Nesbo lays out quite a few suspects and of course there’s some inevitable twists, red herrings and carefully framed wording to mislead the reader. It’s actually something that bugs me a little about Nesbo that he seems obsessed with making the experience as mystifying as possible, but this then by it’s nature leads him to have to write a shed load of expositionary dialogue from the characters to explain how wonderfully complicated the plot has been. I enjoyed reading it, perhaps more than Police, but I sometimes found myself yearning for the directness and relative simplicity of a Jack Reacher story.
So who is helping Gjersten, why is he behaving like a vampirist – biting people with a set of iron teeth and drinking their blood – and who has motivated him to do so? Gjersten, remember, is a wily killer who has evaded the police for some time since his escape and is now being pretty open with Hole et al about who it is that’s doing the murdering in Oslo.
There is a list of three potential accomplices as far as I can figure, although I had rejected one of the three as a blatant red herring quite early on.
First is Hallstein Smith a disgraced psychologist who has been mocked in the past for his theories about vampirists. He wants acceptance from his peers and the string of murders would appear to be helping his cause especially when he joins Harry’s investigation team in an expert advisory capacity despite his somewhat shady reputation as a stealing ‘monkey’.
Second is the doctor at the local hospital who specialises in blood. Harry’s wife Rakel falls ill to the point where she is put into an induced coma while the doctor tries to figure out what’s going on. It’s 50/50 as to whether she’s going to die of liver failure which throws Hole into a hole of existentialist angst and makes him thirsty for the bottle.
Third is the blonde, handsome, young almost-too-good-to-be true rookie cop on Harry’s team. Wet behind the ears, he has something to prove and while he’s not hero worshipping Harry, he seems to be up to something behind the scenes.
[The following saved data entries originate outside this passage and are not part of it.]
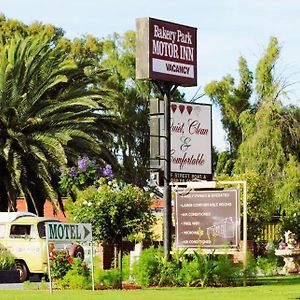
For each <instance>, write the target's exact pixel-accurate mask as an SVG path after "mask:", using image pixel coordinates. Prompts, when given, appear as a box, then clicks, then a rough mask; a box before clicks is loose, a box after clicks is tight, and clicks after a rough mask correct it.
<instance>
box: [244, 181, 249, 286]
mask: <svg viewBox="0 0 300 300" xmlns="http://www.w3.org/2000/svg"><path fill="white" fill-rule="evenodd" d="M243 188H244V198H243V206H244V210H243V239H244V271H245V270H246V267H247V239H248V237H247V182H246V181H244V182H243ZM246 284H247V282H246V278H245V276H244V286H246Z"/></svg>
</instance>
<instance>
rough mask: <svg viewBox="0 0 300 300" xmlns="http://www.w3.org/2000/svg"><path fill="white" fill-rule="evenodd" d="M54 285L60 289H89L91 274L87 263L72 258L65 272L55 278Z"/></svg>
mask: <svg viewBox="0 0 300 300" xmlns="http://www.w3.org/2000/svg"><path fill="white" fill-rule="evenodd" d="M55 286H56V287H57V288H60V289H77V290H78V289H90V288H91V276H90V271H89V269H88V267H87V264H86V263H85V262H83V261H81V260H80V259H79V258H73V259H72V261H70V265H68V270H67V271H66V273H65V274H64V275H63V276H62V277H60V278H56V279H55Z"/></svg>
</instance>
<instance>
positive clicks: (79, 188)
mask: <svg viewBox="0 0 300 300" xmlns="http://www.w3.org/2000/svg"><path fill="white" fill-rule="evenodd" d="M112 176H113V173H112V167H111V165H108V164H107V165H105V166H104V167H102V168H101V167H99V166H97V164H96V160H91V159H90V158H89V157H88V156H87V155H85V156H83V157H82V158H79V159H78V161H77V166H72V167H64V166H62V167H61V175H60V185H61V188H62V190H63V191H64V192H66V193H67V194H70V193H72V192H73V193H76V190H77V189H79V190H83V189H85V188H87V187H89V186H90V185H94V186H97V185H99V180H100V178H101V177H107V178H111V177H112Z"/></svg>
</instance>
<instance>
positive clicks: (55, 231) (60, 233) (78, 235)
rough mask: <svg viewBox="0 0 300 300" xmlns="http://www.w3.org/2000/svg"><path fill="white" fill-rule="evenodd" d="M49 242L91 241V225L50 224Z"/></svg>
mask: <svg viewBox="0 0 300 300" xmlns="http://www.w3.org/2000/svg"><path fill="white" fill-rule="evenodd" d="M48 240H49V241H58V240H64V241H66V240H72V241H91V240H92V228H91V224H81V223H78V224H76V223H48Z"/></svg>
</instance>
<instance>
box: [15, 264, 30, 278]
mask: <svg viewBox="0 0 300 300" xmlns="http://www.w3.org/2000/svg"><path fill="white" fill-rule="evenodd" d="M17 270H18V271H19V275H20V282H24V281H26V280H27V279H28V275H29V271H28V268H27V266H26V263H25V262H23V261H17Z"/></svg>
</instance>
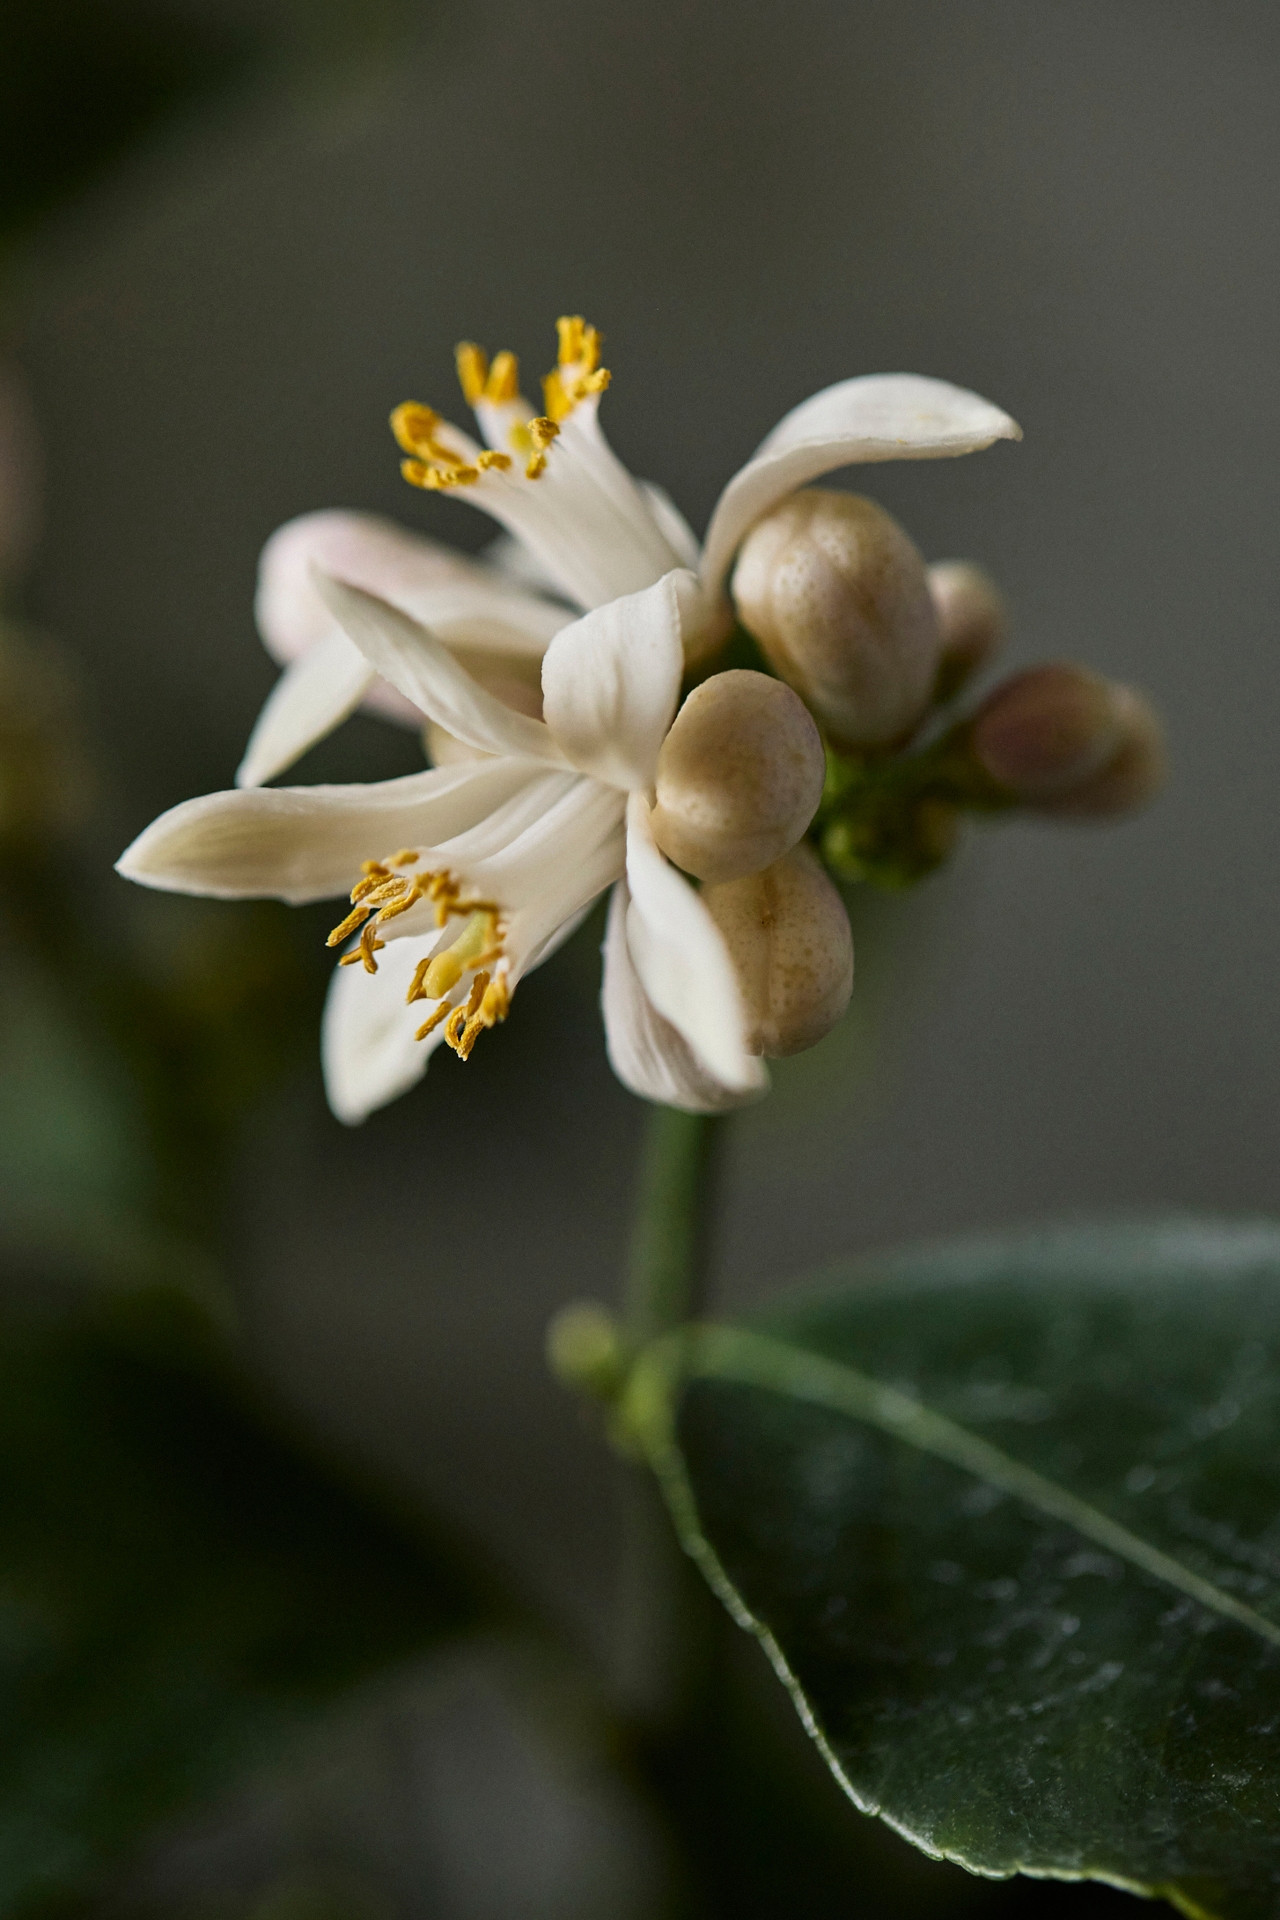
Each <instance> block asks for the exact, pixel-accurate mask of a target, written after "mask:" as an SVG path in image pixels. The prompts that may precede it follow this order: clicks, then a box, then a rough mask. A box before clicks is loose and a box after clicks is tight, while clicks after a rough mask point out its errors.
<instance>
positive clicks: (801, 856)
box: [702, 843, 854, 1060]
mask: <svg viewBox="0 0 1280 1920" xmlns="http://www.w3.org/2000/svg"><path fill="white" fill-rule="evenodd" d="M702 900H704V902H706V906H708V910H710V916H712V920H714V922H716V925H718V927H720V933H722V935H723V943H725V947H727V948H729V958H731V960H733V970H735V973H737V979H739V987H741V991H743V1002H745V1006H747V1020H748V1041H747V1046H748V1050H750V1052H754V1054H766V1056H768V1058H770V1060H781V1058H785V1056H787V1054H798V1052H804V1048H806V1046H816V1044H818V1041H821V1039H823V1035H827V1033H829V1031H831V1027H835V1023H837V1020H841V1016H842V1012H844V1008H846V1006H848V996H850V993H852V991H854V937H852V933H850V929H848V914H846V912H844V902H842V899H841V895H839V893H837V889H835V887H833V883H831V881H829V879H827V876H825V874H823V870H821V864H819V860H818V858H816V854H814V852H812V849H810V847H806V845H804V843H802V845H800V847H793V849H791V852H787V854H783V858H781V860H775V862H773V866H766V870H764V872H762V874H750V876H747V877H745V879H729V881H725V883H723V885H720V887H706V889H704V891H702Z"/></svg>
Somewhat more entertaining than this is-it-him-or-is-it-him?-meander-thon is an interesting sub plot concerning grubby Truls ‘Beavis’ Bernsten, who has been leaking information about the case to the Norwegian press, and finally gets his chance to sleep with the wife of his long time frenemy chief of police Mikael Bellman. The politically ambitious chief is still fooling around with another woman and Ulla wants to get revenge. But when it comes down to it, neither can betray the weird love-hate triangle that they’ve known since school.
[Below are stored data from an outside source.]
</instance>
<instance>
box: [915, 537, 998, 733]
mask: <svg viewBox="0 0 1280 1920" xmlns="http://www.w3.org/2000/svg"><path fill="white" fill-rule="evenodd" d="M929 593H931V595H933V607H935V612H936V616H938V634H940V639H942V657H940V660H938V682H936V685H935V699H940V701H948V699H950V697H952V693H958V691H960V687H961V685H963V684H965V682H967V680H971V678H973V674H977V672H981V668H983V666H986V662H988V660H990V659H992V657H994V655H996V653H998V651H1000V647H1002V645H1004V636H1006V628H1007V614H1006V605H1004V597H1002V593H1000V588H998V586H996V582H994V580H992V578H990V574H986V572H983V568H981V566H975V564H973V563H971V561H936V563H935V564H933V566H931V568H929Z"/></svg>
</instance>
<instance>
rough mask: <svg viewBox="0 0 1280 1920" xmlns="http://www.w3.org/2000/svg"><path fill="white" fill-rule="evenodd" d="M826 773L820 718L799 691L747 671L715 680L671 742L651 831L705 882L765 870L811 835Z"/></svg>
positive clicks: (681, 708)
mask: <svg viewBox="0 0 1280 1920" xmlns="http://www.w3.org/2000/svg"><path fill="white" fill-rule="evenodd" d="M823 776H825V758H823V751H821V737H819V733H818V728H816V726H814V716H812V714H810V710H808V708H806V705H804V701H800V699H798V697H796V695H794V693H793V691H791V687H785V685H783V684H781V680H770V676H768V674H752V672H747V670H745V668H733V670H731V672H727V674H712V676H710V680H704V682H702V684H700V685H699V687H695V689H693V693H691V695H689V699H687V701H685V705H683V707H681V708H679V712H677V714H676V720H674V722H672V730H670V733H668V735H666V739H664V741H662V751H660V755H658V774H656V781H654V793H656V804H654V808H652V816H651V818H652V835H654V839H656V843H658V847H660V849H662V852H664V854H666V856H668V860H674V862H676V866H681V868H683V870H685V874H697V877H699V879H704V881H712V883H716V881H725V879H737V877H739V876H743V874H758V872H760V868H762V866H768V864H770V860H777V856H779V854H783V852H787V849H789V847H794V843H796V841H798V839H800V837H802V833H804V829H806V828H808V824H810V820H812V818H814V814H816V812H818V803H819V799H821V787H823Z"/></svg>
It’s almost Shakespearean (and perhaps Nesbo has been doing his homework ahead of his next book Macbeth) when Truls puts himself in mortal danger to protect Ulla while Bellman doesn’t raise a finger and it’s far more interesting than the silly twist at the end of the book that is supposed to make us think that Hole is dead. Again.
The other thing that grates a little is Hole’s alcoholism which briefly rears its ugly head once again in this book but hardly to the extent where it’s really doing anything to help the story or character development. Yes we know he’s a tortured soul, so what? Tell us something we don’t know. His slipping off the wagon really is inconsequential to the story unless we believe that he cheated on Rakel with a police colleague while he was pissed out of his head. The punch line in this story is that he ends up owning a bar!
Minor gripes aside, this is a really good read and the story moves along at a reasonable clip despite Nesbo’s penchant for whimsical bouts of philosophy, fickle portrayal of alcoholism, and opinions about Norway and rock bands.